Performance Issue with OpenCV CUDA Optical Flow Compared to CPU Implementation
Background:
I have compiled OpenCV 4.8 with CUDA support and Python bindings in a virtual environment on a Windows system. My goal was to leverage the GPU acceleration for optical flow calculations to achieve faster performance compared to the CPU-based implementation.
Rig Specifications:
- RAM: 16 GB
- GPU: NVIDIA RTX 3070 Ti (8 GB)
- CPU: AMD Ryzen 7 2700
- Software:
- OpenCV Version: 4.8.0
- CUDA Toolkit Version: 11.2
- Python Version: 3.8.10
- Development Environment: VSCode
Test-Video: slow_traffic_small.mp4
Issue Description:
While testing a naive GPU implementation of optical flow using OpenCV’s CUDA functions, I observed slower execution times on the GPU compared to the CPU. This outcome contradicts my expectations based on the hardware capabilities and the nature of the tasks being offloaded to the GPU.
Code Under Test:
The code snippet in question is a part of a sparse optical flow calculation using OpenCV’s CUDA modules, sourced from an online repository: opencv-experiments by CudaWarped. The key part involves capturing video frames, converting them to grayscale, detecting features, and then calculating optical flow for these features over successive frames.

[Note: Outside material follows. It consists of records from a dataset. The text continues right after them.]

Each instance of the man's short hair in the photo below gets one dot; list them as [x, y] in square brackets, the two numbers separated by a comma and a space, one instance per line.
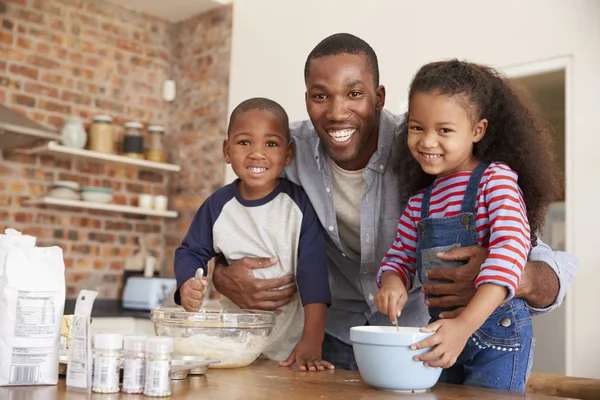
[261, 103]
[344, 43]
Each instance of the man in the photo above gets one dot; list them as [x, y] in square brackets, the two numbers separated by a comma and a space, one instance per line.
[344, 159]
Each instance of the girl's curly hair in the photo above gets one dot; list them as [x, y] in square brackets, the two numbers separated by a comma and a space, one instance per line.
[516, 133]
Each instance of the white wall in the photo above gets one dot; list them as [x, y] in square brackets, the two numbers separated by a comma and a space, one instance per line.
[271, 39]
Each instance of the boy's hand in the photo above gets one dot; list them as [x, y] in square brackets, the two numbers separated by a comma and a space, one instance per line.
[392, 296]
[450, 338]
[307, 354]
[192, 293]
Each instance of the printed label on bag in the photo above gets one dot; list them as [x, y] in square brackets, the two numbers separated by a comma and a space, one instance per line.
[26, 364]
[35, 314]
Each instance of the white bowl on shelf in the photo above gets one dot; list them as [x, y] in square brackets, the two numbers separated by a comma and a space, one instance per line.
[97, 194]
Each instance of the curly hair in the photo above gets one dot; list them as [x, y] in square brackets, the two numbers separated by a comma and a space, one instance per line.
[516, 133]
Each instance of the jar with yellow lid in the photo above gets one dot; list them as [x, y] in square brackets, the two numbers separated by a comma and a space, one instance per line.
[156, 151]
[102, 134]
[133, 141]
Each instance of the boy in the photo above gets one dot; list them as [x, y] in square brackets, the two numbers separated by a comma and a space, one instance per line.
[263, 215]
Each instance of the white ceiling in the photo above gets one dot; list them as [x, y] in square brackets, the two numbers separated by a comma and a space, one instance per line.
[172, 10]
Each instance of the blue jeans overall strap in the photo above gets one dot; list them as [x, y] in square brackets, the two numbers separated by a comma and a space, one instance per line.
[499, 354]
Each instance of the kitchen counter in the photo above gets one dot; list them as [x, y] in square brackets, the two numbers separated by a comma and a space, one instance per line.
[104, 308]
[266, 380]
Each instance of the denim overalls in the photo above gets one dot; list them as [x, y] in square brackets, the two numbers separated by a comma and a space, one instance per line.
[499, 354]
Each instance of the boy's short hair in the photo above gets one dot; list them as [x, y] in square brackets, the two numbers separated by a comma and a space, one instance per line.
[261, 103]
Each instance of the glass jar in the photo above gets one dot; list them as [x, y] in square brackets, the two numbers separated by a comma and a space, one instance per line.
[73, 134]
[156, 150]
[102, 134]
[107, 358]
[159, 353]
[134, 359]
[133, 141]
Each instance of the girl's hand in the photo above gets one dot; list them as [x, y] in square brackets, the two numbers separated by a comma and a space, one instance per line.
[392, 296]
[450, 338]
[307, 354]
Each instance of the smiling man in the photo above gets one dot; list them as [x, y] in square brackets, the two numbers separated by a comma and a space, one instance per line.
[344, 159]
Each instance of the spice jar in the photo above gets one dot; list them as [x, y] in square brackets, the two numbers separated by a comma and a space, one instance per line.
[107, 356]
[159, 353]
[156, 150]
[133, 141]
[102, 134]
[134, 359]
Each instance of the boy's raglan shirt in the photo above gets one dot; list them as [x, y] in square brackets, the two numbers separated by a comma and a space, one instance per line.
[283, 225]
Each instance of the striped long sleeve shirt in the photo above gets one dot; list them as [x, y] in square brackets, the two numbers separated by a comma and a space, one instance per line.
[501, 223]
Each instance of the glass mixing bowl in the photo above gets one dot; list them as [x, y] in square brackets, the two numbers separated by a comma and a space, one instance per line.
[234, 337]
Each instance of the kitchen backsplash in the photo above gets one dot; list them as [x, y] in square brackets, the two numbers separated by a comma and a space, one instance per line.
[63, 58]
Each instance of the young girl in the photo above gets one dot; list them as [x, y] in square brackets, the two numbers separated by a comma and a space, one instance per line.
[481, 172]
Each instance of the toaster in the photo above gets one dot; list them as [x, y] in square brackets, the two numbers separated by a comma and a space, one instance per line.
[146, 293]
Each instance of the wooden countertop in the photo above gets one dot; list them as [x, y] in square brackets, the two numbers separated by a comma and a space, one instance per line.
[266, 380]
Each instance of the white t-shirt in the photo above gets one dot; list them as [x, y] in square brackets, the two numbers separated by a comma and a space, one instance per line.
[349, 188]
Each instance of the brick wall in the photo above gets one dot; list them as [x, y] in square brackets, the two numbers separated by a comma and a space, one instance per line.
[62, 58]
[201, 50]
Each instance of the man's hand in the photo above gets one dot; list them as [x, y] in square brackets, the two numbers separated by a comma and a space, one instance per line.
[461, 289]
[238, 283]
[192, 293]
[307, 354]
[539, 285]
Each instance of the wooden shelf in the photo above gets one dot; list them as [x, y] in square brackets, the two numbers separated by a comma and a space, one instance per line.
[55, 201]
[57, 149]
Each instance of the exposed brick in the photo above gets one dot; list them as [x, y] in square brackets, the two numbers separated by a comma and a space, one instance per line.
[116, 265]
[9, 83]
[35, 189]
[36, 88]
[6, 37]
[76, 58]
[129, 45]
[42, 62]
[55, 121]
[37, 174]
[44, 48]
[57, 79]
[30, 16]
[54, 106]
[24, 71]
[79, 72]
[100, 264]
[110, 106]
[47, 7]
[85, 19]
[23, 43]
[55, 163]
[23, 100]
[16, 186]
[76, 98]
[58, 25]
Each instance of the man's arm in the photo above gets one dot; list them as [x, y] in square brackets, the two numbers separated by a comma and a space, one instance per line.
[544, 282]
[238, 283]
[551, 272]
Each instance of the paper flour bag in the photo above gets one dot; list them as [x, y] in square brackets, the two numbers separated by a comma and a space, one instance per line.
[13, 238]
[32, 298]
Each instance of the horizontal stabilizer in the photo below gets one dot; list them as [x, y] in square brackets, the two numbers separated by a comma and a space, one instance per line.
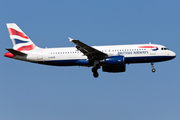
[15, 52]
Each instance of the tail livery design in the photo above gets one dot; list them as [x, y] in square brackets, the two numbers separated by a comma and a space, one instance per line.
[111, 58]
[20, 40]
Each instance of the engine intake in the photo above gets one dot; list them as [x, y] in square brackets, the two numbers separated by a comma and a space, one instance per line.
[114, 60]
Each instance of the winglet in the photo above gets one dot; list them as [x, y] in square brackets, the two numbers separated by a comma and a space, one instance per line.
[70, 39]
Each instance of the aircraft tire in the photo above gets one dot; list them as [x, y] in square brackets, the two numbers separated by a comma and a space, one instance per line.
[95, 74]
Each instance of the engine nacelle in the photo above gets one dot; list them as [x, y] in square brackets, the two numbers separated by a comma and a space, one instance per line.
[120, 68]
[114, 60]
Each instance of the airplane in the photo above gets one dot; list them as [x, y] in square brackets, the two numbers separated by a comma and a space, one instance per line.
[112, 58]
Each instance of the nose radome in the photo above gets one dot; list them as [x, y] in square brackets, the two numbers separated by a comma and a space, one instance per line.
[173, 54]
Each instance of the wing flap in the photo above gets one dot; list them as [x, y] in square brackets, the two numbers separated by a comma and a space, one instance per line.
[89, 51]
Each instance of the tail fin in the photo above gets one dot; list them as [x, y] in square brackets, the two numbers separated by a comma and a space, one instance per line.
[20, 40]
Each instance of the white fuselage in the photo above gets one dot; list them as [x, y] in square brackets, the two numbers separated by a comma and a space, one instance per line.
[138, 53]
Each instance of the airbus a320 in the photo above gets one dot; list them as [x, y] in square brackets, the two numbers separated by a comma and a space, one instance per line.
[112, 58]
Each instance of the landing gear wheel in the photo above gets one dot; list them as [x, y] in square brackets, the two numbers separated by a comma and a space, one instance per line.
[95, 74]
[153, 69]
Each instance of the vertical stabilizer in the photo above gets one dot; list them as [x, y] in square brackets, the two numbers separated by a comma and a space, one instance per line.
[20, 41]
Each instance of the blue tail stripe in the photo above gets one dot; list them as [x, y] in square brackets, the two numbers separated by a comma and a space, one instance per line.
[17, 41]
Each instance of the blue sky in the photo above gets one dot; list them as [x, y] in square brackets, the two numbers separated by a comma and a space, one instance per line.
[32, 91]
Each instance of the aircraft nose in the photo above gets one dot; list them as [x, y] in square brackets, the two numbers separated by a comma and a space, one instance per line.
[173, 54]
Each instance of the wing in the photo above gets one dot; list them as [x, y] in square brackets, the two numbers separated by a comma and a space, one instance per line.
[89, 51]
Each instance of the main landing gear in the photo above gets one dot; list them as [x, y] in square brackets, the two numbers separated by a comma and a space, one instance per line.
[153, 69]
[94, 70]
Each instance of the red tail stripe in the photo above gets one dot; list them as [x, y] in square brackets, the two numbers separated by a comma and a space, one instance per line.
[26, 48]
[15, 32]
[147, 47]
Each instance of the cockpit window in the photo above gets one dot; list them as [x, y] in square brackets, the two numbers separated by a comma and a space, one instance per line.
[164, 49]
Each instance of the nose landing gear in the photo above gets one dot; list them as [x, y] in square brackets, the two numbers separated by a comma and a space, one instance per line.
[153, 69]
[94, 70]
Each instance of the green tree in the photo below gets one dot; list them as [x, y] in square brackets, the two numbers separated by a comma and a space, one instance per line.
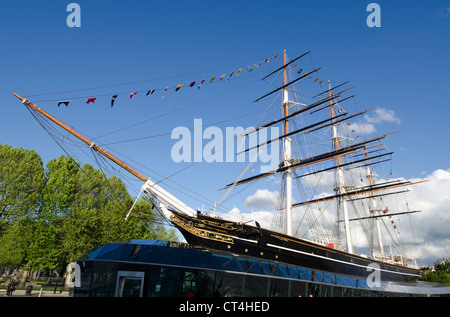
[22, 179]
[440, 272]
[51, 216]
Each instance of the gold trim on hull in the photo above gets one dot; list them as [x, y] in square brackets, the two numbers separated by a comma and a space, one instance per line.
[202, 233]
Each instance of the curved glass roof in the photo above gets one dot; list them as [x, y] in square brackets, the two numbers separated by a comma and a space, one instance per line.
[179, 254]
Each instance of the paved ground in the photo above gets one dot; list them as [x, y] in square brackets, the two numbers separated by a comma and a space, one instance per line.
[35, 293]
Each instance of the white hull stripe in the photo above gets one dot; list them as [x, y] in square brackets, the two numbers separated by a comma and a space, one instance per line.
[323, 257]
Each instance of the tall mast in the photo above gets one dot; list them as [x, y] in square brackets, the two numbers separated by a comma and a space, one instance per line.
[287, 155]
[82, 138]
[149, 186]
[340, 184]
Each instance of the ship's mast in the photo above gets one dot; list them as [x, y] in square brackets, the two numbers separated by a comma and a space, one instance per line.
[340, 183]
[149, 186]
[287, 155]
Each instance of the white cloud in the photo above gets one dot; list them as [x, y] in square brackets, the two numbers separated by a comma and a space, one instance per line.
[263, 199]
[444, 12]
[382, 115]
[431, 225]
[429, 238]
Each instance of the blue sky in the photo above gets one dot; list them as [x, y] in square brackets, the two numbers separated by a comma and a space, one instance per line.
[403, 66]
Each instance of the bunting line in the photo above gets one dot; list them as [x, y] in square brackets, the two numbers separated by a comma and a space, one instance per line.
[178, 87]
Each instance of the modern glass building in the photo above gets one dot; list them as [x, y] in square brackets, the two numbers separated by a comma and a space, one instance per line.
[147, 268]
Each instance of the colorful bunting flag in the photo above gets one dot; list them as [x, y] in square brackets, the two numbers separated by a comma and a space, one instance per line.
[64, 102]
[151, 91]
[112, 100]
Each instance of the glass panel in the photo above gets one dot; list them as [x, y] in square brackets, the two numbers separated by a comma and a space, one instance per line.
[104, 276]
[224, 262]
[130, 287]
[255, 286]
[298, 289]
[251, 266]
[163, 255]
[165, 282]
[204, 283]
[228, 285]
[111, 252]
[197, 259]
[279, 288]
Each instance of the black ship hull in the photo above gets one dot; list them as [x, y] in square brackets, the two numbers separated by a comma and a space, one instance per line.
[224, 235]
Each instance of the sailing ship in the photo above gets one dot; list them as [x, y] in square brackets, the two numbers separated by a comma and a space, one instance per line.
[330, 248]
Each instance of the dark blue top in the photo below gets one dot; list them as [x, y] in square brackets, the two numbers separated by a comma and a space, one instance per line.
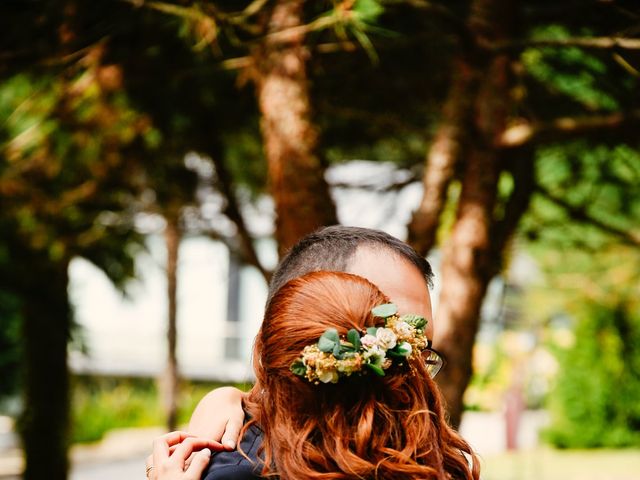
[233, 465]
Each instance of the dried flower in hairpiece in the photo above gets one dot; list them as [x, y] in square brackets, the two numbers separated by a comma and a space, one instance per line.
[332, 357]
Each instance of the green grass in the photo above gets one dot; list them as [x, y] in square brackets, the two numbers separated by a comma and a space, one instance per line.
[549, 464]
[101, 404]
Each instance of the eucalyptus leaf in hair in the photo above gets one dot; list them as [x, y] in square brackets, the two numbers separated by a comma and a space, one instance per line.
[375, 369]
[354, 338]
[415, 320]
[329, 340]
[401, 339]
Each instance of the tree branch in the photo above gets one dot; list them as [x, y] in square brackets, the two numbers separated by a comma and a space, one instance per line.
[232, 210]
[580, 214]
[523, 133]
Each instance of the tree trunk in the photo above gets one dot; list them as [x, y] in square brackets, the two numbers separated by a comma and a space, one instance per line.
[468, 264]
[296, 174]
[448, 146]
[465, 278]
[44, 424]
[170, 380]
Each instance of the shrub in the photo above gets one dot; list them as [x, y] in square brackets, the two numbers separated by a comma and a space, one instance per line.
[595, 402]
[100, 404]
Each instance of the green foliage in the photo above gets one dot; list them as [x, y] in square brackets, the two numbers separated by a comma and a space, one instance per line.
[595, 403]
[103, 404]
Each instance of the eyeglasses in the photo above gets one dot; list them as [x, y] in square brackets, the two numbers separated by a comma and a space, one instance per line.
[433, 360]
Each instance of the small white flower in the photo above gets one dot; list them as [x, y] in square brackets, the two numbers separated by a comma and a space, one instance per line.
[403, 329]
[375, 352]
[328, 376]
[405, 349]
[386, 338]
[368, 341]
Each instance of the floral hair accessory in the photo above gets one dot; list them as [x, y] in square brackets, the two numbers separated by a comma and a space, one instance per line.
[332, 357]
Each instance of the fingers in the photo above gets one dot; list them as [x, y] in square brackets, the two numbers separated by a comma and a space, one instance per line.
[187, 447]
[198, 463]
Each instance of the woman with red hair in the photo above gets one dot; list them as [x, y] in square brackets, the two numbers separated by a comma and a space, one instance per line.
[343, 391]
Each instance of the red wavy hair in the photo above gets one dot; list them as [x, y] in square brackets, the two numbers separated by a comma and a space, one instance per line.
[367, 427]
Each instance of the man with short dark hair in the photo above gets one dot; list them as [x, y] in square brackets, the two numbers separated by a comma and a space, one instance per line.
[392, 265]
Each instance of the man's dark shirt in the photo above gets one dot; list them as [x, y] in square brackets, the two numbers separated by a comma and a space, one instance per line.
[233, 465]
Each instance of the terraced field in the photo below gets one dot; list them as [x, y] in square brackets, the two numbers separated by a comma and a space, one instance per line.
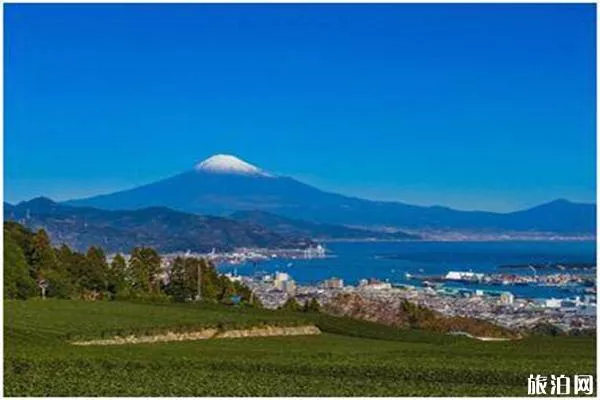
[350, 358]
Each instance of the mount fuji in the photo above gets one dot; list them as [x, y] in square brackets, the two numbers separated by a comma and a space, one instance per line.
[224, 184]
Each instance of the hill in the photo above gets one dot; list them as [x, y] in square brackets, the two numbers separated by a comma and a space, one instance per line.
[349, 358]
[164, 229]
[317, 231]
[224, 184]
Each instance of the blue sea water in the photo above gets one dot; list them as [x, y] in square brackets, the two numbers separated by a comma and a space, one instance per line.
[353, 261]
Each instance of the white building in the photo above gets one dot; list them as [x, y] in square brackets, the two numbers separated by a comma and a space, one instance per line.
[458, 276]
[553, 303]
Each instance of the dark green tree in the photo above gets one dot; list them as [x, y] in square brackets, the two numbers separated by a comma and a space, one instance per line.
[117, 276]
[178, 285]
[95, 277]
[145, 270]
[45, 266]
[18, 283]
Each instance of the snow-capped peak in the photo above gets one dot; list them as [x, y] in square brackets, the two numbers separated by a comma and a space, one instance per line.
[228, 164]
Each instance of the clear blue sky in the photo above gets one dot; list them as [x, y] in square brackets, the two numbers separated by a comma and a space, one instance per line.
[472, 106]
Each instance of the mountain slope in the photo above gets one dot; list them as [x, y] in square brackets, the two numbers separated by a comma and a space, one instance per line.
[295, 227]
[159, 227]
[234, 185]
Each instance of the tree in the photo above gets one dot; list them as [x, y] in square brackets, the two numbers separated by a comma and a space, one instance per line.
[117, 276]
[43, 258]
[45, 266]
[145, 270]
[178, 284]
[96, 270]
[18, 284]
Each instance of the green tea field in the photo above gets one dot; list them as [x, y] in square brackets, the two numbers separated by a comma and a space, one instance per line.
[350, 358]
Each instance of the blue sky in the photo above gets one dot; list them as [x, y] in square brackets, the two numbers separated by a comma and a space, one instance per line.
[486, 107]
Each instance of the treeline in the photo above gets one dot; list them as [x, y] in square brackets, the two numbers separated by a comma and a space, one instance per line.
[31, 262]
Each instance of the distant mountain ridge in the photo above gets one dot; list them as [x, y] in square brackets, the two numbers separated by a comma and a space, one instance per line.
[314, 230]
[231, 185]
[162, 228]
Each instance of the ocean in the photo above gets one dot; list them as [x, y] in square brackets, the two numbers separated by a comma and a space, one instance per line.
[353, 261]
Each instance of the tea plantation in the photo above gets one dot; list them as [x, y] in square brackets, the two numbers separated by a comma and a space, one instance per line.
[350, 358]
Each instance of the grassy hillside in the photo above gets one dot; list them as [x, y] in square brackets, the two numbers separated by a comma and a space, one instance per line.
[349, 358]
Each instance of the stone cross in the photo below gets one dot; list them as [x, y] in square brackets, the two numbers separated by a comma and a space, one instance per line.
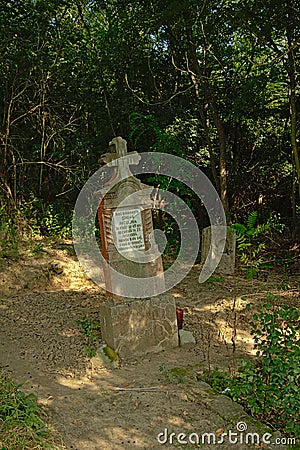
[121, 167]
[126, 227]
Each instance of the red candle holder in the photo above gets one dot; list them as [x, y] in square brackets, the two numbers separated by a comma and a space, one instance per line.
[179, 314]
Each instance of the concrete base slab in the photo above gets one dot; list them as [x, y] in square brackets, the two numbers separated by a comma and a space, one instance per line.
[135, 327]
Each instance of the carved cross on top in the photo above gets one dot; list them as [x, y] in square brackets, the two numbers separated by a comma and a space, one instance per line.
[121, 167]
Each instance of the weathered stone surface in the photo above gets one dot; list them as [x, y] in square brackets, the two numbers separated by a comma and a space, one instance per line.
[186, 338]
[139, 326]
[226, 265]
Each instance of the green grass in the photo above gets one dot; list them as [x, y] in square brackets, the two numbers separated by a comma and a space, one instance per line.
[21, 423]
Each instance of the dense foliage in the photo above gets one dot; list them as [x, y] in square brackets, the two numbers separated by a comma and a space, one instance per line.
[219, 78]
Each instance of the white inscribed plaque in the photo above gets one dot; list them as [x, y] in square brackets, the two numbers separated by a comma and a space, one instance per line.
[128, 229]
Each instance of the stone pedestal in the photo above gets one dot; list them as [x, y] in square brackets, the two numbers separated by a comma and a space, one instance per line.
[226, 265]
[136, 327]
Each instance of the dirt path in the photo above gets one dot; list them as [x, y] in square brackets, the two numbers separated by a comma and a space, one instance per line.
[94, 407]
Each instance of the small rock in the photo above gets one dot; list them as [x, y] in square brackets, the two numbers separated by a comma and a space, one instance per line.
[103, 358]
[186, 337]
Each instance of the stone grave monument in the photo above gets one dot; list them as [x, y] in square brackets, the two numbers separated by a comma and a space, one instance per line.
[133, 321]
[226, 265]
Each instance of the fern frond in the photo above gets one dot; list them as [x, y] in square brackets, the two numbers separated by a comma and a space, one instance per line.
[251, 220]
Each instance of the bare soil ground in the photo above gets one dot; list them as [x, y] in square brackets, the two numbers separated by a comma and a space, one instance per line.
[42, 295]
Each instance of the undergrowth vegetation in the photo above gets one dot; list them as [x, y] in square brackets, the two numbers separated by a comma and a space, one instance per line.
[269, 386]
[21, 424]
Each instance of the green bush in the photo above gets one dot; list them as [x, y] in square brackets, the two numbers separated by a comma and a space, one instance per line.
[251, 241]
[269, 387]
[21, 425]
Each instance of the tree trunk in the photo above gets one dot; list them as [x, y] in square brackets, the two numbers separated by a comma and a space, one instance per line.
[293, 108]
[196, 70]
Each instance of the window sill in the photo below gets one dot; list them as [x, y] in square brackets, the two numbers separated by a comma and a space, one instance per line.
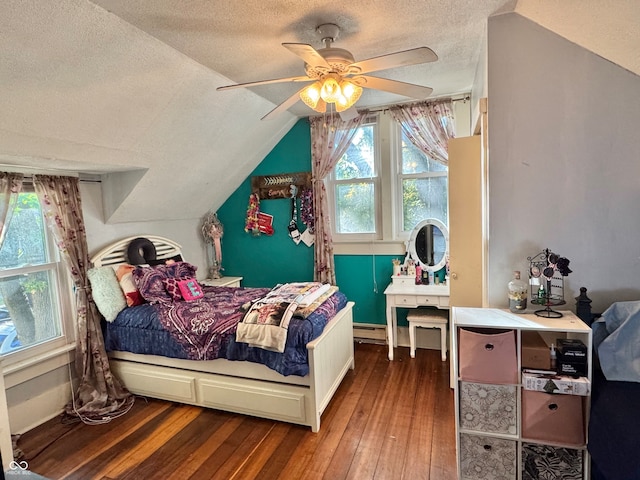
[369, 248]
[24, 370]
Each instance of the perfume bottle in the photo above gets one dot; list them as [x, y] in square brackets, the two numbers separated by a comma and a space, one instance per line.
[517, 294]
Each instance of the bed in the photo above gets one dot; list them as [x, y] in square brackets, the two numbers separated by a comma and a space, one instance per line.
[614, 419]
[299, 396]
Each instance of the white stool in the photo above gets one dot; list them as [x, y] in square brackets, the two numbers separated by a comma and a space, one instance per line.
[428, 318]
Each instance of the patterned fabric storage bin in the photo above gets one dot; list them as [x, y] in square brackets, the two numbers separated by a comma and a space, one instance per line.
[488, 357]
[552, 418]
[550, 463]
[488, 408]
[487, 457]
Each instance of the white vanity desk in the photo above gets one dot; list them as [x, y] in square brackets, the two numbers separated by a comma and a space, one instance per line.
[428, 247]
[403, 295]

# Simplified code snippet for brevity
cap = cv2.VideoCapture(vidPath)
# Initialization and feature detection omitted for brevity
optFlow = cv2.cuda_SparsePyrLKOpticalFlow.create()
while True:
ret, frame = cap.read()
if not ret: break
# Grayscale conversion, optical flow calculation, and drawing omitted for brevity
cv2.destroyAllWindows()
cap.release()
Expected vs. Actual Outcome:
- Expected: Based on documentation and benchmarks, I anticipated the GPU implementation to outperform the CPU, specifically expecting around a 56% speed up compared to the CPU’s execution time.
- Actual Results:
- CPU Execution Time: 1.0905214 seconds
- GPU Execution Time: 1.6272229 seconds
- Contrary to expectations, the GPU implementation was approximately 48% slower than the CPU.
To confirm that Python OpenCV CUDA is configured and functioning correctly, I also ran another test from the other CudaWarped Optimization repository involving background subtraction with CUDA, which yielded an expected speed boost over the CPU.
Additional Information:
- CUDA device information was verified through OpenCV’s
cuda.printCudaDeviceInfo(0)
, confirming the presence and specifications of the NVIDIA GeForce RTX 3070 Ti. - Both the CPU and GPU tests were conducted under the same environmental conditions to ensure comparability.
Question:
-
Given the specifications of my rig and the software versions used, what could be contributing to the observed slower performance of the CUDA-based optical flow calculation compared to its CPU counterpart? Especially, if you can highlight why the huge difference between the expected case even for naive implementation.
-
Are there any potential optimizations or configuration adjustments that I might be missing to fully leverage the GPU acceleration for optical flow calculations in OpenCV?